Peele Manor was full of company all summer. Patience found the married men more entertaining than the younger ones, although they usually made love to her; but after she had outgrown her surprise and disapproval of their direct and business-like methods, it amused her to fence with them. They had more self-control than Beverly Peele, and were a trifle more skilful, but their general attitude was, as she expressed it to Hal: “There’s no time to lose, dontcherknow! Life is short, and New York’s a busy place. What the deuce is there to wait for? Sentiment? Oh, sentiment be hanged! It takes too much time.”
Hal was an accomplished hostess, and allowed her guests little time to make love or to yawn. There were constant riding and driving and yachting parties, picnics and tennis and golf. In the evening they danced, romped, or had impromptu “Varieties.”
Patience was fascinated with the life, although she still had the sense of being an alien, and moments of terrible loneliness. But she was too much of a girl not to take a girl’s delight in the dash and glitter and picturesqueness of society. She was not popular, although she quickly outgrew any external points of difference; but the essential difference was felt and resented.
On the whole there was concord between herself and her mother-in-law. Mr. Peele she barely knew. His family saw little of him. He had not attended the wedding. When Patience had arrived at Peele Manor after her trip, he had kissed her formally, and remarked that he hoped she “would make something of Beverly.”
He was an undersized man with scant iron grey hair whose tint seemed to have invaded his complexion.

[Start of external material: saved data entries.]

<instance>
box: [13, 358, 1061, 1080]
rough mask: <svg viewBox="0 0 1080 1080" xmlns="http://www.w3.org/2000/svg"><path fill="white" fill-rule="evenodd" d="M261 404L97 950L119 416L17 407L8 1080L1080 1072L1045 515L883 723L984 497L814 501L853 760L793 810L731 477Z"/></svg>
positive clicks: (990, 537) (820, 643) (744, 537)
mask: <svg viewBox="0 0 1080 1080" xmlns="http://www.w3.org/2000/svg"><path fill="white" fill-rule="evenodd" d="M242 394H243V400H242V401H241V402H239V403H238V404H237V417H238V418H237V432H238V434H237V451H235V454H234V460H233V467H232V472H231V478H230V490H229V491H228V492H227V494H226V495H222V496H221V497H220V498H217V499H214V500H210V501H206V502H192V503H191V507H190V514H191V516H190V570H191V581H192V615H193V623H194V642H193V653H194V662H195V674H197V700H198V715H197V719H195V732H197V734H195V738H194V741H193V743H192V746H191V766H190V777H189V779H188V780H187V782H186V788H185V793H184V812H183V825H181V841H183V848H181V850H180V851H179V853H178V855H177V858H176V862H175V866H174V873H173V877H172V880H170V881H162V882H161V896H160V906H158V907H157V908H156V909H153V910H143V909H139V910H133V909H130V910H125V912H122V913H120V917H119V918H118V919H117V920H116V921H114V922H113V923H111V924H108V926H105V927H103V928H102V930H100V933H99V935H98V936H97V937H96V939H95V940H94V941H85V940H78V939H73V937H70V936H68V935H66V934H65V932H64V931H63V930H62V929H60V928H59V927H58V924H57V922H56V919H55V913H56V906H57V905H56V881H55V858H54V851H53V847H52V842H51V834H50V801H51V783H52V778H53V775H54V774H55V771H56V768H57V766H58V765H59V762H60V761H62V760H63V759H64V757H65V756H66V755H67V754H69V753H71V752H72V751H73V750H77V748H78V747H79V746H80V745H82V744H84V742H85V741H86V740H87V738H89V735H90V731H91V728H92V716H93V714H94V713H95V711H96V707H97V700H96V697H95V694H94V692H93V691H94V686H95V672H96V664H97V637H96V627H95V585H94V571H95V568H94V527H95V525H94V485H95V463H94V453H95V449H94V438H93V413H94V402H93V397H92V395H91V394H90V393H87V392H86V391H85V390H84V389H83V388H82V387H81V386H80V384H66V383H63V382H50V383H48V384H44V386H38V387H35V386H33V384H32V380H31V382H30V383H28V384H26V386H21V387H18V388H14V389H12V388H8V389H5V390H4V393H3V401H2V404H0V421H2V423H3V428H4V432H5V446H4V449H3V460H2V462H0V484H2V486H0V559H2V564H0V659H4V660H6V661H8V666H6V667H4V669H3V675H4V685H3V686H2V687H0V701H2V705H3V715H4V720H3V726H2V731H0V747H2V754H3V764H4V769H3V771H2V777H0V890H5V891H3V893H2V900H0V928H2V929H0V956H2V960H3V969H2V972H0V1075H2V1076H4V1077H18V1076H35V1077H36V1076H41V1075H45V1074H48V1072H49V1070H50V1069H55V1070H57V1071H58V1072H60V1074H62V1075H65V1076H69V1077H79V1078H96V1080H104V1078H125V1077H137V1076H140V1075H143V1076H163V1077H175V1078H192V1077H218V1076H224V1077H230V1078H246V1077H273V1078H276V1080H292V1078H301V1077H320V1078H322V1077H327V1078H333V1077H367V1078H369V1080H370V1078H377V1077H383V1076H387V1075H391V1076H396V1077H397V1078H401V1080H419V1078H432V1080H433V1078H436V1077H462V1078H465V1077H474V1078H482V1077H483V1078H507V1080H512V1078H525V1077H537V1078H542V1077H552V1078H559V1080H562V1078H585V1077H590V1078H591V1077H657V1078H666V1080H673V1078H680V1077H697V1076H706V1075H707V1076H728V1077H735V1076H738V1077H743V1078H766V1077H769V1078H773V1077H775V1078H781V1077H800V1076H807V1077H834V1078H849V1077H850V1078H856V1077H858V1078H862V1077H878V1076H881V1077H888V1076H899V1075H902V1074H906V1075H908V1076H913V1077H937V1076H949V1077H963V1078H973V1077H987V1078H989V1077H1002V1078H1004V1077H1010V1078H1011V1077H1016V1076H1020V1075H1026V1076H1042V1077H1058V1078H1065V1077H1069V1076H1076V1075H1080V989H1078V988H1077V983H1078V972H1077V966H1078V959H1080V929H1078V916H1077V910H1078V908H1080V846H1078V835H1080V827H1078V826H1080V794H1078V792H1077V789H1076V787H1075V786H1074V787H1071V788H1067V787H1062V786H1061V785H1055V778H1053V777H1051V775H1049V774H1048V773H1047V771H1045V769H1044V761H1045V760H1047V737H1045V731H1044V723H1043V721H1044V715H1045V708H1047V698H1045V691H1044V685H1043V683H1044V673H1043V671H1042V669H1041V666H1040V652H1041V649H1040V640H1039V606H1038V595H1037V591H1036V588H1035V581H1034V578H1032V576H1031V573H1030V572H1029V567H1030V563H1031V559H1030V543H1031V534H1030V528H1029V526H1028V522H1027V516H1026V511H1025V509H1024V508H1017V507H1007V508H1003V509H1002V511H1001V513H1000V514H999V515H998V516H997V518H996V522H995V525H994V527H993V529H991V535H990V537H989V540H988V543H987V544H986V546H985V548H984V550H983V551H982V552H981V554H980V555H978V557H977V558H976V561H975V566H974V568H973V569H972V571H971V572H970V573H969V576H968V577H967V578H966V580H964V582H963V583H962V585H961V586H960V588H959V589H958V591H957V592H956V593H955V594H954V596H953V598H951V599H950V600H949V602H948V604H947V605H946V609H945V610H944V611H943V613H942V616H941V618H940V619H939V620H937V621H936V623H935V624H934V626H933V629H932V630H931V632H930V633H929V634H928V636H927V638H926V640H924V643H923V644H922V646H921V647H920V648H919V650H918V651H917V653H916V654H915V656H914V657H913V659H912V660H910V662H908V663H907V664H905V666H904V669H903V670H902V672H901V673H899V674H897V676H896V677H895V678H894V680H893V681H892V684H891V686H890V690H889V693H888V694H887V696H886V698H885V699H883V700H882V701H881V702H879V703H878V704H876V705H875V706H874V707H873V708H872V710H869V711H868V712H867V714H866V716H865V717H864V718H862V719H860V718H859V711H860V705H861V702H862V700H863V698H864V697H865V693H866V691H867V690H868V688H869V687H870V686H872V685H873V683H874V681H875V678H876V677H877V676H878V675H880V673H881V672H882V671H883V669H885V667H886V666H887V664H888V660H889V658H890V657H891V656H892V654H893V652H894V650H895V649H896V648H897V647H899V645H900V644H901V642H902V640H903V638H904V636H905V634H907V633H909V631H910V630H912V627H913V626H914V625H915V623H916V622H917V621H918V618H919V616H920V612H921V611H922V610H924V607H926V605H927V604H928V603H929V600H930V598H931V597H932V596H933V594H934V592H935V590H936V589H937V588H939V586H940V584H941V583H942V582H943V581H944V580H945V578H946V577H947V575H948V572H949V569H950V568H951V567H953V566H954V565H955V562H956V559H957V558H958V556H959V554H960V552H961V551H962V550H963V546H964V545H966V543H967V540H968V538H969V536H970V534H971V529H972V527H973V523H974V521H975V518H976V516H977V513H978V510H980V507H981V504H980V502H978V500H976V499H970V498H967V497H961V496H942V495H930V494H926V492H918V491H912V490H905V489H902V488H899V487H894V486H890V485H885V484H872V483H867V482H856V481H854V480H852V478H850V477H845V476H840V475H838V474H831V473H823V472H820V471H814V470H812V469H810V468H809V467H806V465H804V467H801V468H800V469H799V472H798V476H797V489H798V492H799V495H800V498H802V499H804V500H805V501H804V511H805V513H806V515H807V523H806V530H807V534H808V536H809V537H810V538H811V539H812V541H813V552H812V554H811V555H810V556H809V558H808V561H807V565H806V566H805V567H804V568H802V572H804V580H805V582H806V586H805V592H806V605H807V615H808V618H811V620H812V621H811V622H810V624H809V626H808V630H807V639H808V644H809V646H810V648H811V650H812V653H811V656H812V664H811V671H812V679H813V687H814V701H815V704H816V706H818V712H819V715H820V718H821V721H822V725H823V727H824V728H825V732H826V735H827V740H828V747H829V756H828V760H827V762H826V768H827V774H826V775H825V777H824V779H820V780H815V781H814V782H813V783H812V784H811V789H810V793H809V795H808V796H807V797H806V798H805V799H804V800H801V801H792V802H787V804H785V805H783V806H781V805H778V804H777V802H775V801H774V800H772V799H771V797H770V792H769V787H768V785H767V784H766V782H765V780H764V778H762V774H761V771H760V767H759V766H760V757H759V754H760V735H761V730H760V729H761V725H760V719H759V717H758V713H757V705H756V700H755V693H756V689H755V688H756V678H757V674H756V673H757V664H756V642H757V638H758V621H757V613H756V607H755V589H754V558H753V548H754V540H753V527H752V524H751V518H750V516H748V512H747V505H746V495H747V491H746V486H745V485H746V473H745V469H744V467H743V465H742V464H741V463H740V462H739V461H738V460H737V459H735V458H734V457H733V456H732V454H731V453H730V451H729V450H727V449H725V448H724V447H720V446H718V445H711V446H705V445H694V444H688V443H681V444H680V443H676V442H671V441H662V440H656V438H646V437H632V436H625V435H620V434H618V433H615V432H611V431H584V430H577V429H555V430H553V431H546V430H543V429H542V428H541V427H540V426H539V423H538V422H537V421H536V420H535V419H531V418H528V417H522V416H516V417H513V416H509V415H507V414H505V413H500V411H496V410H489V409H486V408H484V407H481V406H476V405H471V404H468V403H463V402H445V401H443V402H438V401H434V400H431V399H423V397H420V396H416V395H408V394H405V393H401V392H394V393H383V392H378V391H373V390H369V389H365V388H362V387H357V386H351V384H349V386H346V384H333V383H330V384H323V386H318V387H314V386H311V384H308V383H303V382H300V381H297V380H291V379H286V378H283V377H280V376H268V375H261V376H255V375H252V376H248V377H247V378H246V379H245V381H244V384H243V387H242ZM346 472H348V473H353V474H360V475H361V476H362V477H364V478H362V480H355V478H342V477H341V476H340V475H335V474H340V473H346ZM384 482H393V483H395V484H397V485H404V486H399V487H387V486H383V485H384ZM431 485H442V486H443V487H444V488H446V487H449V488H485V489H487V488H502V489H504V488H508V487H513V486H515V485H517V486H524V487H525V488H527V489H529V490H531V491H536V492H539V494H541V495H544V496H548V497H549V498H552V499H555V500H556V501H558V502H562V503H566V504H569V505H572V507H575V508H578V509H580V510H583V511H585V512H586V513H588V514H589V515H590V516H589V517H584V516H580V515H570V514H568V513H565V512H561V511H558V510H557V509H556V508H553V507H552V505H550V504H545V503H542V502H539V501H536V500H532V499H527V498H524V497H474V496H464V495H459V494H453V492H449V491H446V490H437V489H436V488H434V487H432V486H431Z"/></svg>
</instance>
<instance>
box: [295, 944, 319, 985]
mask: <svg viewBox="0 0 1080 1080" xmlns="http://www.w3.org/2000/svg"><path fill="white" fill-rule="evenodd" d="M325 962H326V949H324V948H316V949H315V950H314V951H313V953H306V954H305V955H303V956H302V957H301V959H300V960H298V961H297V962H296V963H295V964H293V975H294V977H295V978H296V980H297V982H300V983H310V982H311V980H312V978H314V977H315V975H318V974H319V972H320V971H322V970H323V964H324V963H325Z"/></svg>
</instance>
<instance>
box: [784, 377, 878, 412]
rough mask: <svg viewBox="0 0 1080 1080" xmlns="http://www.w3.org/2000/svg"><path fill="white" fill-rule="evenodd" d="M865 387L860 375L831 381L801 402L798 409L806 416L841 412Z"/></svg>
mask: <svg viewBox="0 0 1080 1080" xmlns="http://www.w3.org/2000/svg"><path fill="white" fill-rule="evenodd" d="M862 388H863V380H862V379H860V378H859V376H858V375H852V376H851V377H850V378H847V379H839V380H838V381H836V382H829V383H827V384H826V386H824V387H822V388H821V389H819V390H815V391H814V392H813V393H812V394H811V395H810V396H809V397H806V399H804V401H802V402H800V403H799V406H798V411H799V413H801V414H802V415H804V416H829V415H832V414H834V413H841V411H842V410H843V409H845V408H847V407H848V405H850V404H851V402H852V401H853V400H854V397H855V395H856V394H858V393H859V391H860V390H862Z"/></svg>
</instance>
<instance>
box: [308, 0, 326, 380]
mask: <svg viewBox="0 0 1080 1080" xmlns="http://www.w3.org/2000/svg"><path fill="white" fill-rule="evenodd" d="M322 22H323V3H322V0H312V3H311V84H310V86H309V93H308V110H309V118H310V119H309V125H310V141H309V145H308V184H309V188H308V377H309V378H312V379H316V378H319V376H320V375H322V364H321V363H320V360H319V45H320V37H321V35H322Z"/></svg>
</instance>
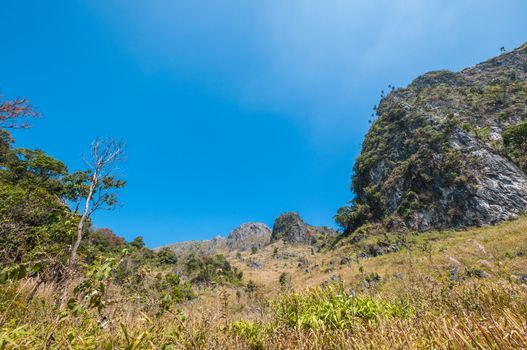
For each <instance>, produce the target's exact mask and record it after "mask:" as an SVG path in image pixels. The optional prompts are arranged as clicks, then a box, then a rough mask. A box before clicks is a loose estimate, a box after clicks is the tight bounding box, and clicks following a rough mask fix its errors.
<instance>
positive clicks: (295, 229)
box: [157, 213, 338, 255]
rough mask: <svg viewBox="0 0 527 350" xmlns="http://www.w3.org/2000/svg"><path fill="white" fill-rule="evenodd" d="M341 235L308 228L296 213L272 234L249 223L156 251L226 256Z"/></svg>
mask: <svg viewBox="0 0 527 350" xmlns="http://www.w3.org/2000/svg"><path fill="white" fill-rule="evenodd" d="M336 235H338V232H337V231H336V230H333V229H331V228H328V227H318V226H311V225H308V224H306V223H305V222H304V221H303V220H302V218H301V217H300V216H299V215H298V214H297V213H284V214H282V215H280V216H279V217H278V218H277V219H276V220H275V222H274V225H273V229H272V230H271V229H270V228H269V227H268V226H267V225H265V224H263V223H257V222H253V223H246V224H242V225H240V226H239V227H237V228H235V229H234V230H232V231H231V232H230V233H229V235H228V236H227V237H222V236H216V237H215V238H213V239H211V240H201V241H187V242H180V243H175V244H170V245H166V246H163V247H159V248H157V250H160V249H163V248H168V249H170V250H172V251H173V252H175V253H177V254H180V255H187V254H191V253H194V254H198V253H201V254H207V255H214V254H224V253H229V252H233V251H236V252H243V251H251V250H252V249H253V247H254V248H255V249H257V250H258V249H261V248H264V247H265V246H267V245H269V244H271V243H272V242H276V241H279V240H282V241H284V242H286V243H290V244H297V243H305V244H313V243H315V242H316V241H317V240H318V239H320V238H324V237H333V236H336Z"/></svg>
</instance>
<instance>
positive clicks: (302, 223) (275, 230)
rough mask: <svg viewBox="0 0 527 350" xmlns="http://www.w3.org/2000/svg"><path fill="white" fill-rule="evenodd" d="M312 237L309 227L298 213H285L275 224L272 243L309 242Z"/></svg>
mask: <svg viewBox="0 0 527 350" xmlns="http://www.w3.org/2000/svg"><path fill="white" fill-rule="evenodd" d="M310 237H311V235H310V233H309V229H308V226H307V225H306V224H305V223H304V221H303V220H302V218H300V216H299V215H298V214H297V213H285V214H282V215H280V216H279V217H278V218H277V219H276V220H275V222H274V225H273V232H272V235H271V241H273V242H274V241H277V240H280V239H283V240H284V241H286V242H288V243H300V242H306V241H309V239H310Z"/></svg>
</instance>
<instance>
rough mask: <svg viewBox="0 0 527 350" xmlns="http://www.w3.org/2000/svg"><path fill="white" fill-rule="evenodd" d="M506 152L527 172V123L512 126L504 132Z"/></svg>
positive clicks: (517, 164)
mask: <svg viewBox="0 0 527 350" xmlns="http://www.w3.org/2000/svg"><path fill="white" fill-rule="evenodd" d="M502 137H503V148H504V152H505V153H506V154H507V156H508V157H509V158H511V159H512V160H513V161H514V162H515V163H516V165H518V167H519V168H520V169H522V170H523V171H524V172H527V122H520V123H518V124H516V125H512V126H510V127H508V128H506V129H505V130H504V131H503V135H502Z"/></svg>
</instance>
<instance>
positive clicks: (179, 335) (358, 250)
mask: <svg viewBox="0 0 527 350" xmlns="http://www.w3.org/2000/svg"><path fill="white" fill-rule="evenodd" d="M379 239H382V240H385V241H386V240H388V241H389V240H402V242H403V244H402V245H401V248H400V249H399V250H398V251H397V252H393V253H389V254H384V255H382V256H377V257H365V258H358V257H357V254H360V252H361V251H362V249H363V247H364V246H365V245H367V244H369V243H375V242H377V241H378V240H379ZM275 248H276V249H275ZM275 253H276V254H275ZM526 254H527V218H525V217H524V218H520V219H517V220H513V221H510V222H506V223H502V224H500V225H497V226H489V227H483V228H475V229H469V230H463V231H444V232H429V233H423V234H420V235H413V234H406V235H402V236H401V235H389V234H386V235H383V234H381V235H374V236H370V237H368V238H366V239H365V240H363V241H361V242H359V243H356V244H351V243H349V242H345V241H342V242H339V243H338V244H336V245H335V246H334V247H329V246H328V247H326V248H325V249H322V250H321V251H320V252H318V251H317V250H316V249H314V250H313V251H312V250H311V247H309V246H306V245H299V246H289V245H284V244H283V243H282V242H277V243H274V244H272V245H270V246H267V247H266V248H264V249H262V250H260V251H258V252H256V253H255V254H251V253H250V252H247V253H242V254H241V256H240V255H238V256H237V254H235V253H232V254H230V255H229V260H230V261H231V262H232V263H233V264H234V265H235V266H237V267H238V268H239V269H241V270H242V271H243V273H244V282H247V281H249V280H253V281H254V283H255V285H256V288H255V290H254V291H253V292H248V291H247V290H246V289H245V288H243V287H227V286H217V287H213V288H204V289H203V290H200V291H199V292H198V297H197V298H196V299H194V300H193V301H191V302H189V303H186V304H182V305H178V306H177V307H174V308H171V309H170V310H168V311H167V312H165V313H163V314H161V315H157V316H156V315H155V314H151V313H149V312H148V311H145V310H148V308H145V307H144V306H145V305H144V301H143V302H142V303H140V302H138V301H137V298H135V297H134V296H133V295H130V294H125V293H123V292H122V291H121V290H120V289H119V287H117V286H115V285H109V286H108V289H107V291H106V298H107V300H108V302H107V307H106V308H105V309H104V310H102V311H101V312H99V311H96V310H91V311H87V312H84V313H82V314H80V315H62V316H59V315H58V313H57V312H56V311H55V309H54V303H53V302H52V300H53V298H54V293H55V290H54V287H53V286H45V287H43V288H41V289H40V290H39V292H38V293H37V296H36V297H35V298H34V299H33V300H32V301H31V302H30V303H26V302H25V296H26V295H27V293H29V291H30V290H31V283H32V282H31V281H29V280H26V281H21V282H20V283H18V282H17V283H16V284H15V283H12V284H7V285H4V286H2V294H1V298H0V300H1V301H0V310H1V313H0V349H45V348H49V349H523V348H527V255H526ZM277 255H278V257H276V256H277ZM343 258H344V260H343ZM346 258H348V259H346ZM341 260H342V261H341ZM348 260H349V261H348ZM250 261H255V262H257V263H258V265H259V267H258V268H252V267H251V266H249V265H251V264H250ZM299 262H301V263H302V266H301V267H299V266H298V265H299ZM253 266H254V264H253ZM306 269H307V271H308V272H306ZM152 273H154V272H152ZM282 273H286V276H287V277H286V278H284V281H285V282H284V283H282V284H280V283H279V278H280V275H281V274H282ZM145 278H149V276H145ZM321 286H324V287H321ZM147 299H148V298H147ZM151 302H152V303H154V302H155V301H151Z"/></svg>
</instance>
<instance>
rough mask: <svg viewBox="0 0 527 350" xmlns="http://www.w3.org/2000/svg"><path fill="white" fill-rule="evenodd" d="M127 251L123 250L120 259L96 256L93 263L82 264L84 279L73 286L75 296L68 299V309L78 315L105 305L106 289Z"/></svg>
mask: <svg viewBox="0 0 527 350" xmlns="http://www.w3.org/2000/svg"><path fill="white" fill-rule="evenodd" d="M127 254H128V251H126V250H124V251H123V255H122V257H121V259H116V258H103V257H98V258H97V259H96V260H95V261H94V262H93V264H91V265H85V266H84V270H85V271H84V280H83V281H82V282H81V283H80V284H79V285H78V286H76V287H75V289H74V293H75V297H74V298H71V299H70V300H69V301H68V309H69V310H70V311H71V312H72V314H73V315H75V316H78V315H80V314H81V313H83V312H86V311H87V310H90V309H97V310H98V311H99V312H101V311H102V309H103V308H105V307H106V300H105V295H106V289H107V284H108V282H109V279H110V277H111V274H112V272H113V271H114V269H115V267H116V266H117V265H118V264H120V263H121V262H122V261H123V259H124V257H125V256H126V255H127Z"/></svg>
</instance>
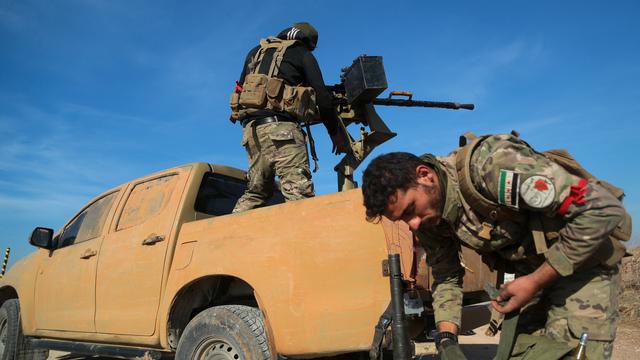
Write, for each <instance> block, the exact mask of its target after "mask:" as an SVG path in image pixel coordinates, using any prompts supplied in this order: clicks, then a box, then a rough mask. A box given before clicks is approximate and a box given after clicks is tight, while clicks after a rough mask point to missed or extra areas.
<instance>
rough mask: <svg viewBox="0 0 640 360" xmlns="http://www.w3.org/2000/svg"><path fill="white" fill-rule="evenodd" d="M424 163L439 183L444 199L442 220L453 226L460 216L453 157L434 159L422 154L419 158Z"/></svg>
mask: <svg viewBox="0 0 640 360" xmlns="http://www.w3.org/2000/svg"><path fill="white" fill-rule="evenodd" d="M420 158H421V159H422V160H423V161H424V162H426V163H427V164H429V165H431V166H432V167H433V169H434V170H435V172H436V175H437V176H438V180H439V183H440V194H441V195H442V198H443V199H444V205H443V206H442V218H443V219H444V220H445V221H446V222H448V223H449V224H454V223H455V222H456V221H457V220H458V217H459V215H460V208H461V204H460V201H459V199H458V188H459V186H458V179H457V177H456V172H455V162H454V161H455V160H454V159H455V156H454V157H451V156H447V157H445V158H436V157H435V156H433V155H431V154H424V155H422V156H421V157H420Z"/></svg>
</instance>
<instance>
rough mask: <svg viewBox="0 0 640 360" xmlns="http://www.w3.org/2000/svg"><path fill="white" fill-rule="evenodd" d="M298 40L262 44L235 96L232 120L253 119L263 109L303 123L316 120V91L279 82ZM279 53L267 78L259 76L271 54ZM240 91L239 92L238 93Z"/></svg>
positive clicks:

His lips were folded on each other so closely, that Patience watched them curiously at table: when eating they merely moved apart as if regulated by a spring; their expression never changed. His eyes were dark and rather dull, his nose straight and fine, his hands small and very white. He was not an eloquent man at the bar; he owed his immense success to his mastery of the law, to a devilish subtlety, and to his skill at playing upon the weak points of human nature. No man could so adroitly upset an “objection,” no man so terrify a witness. It was said of him that he played upon a jury with the consummate art of a great musician for his instrument. He rarely lost a case.
His voice was very soft, his manners exquisite. He was never known to lose his temper. His cold aristocratic face looked the sarcophagus of buried passions.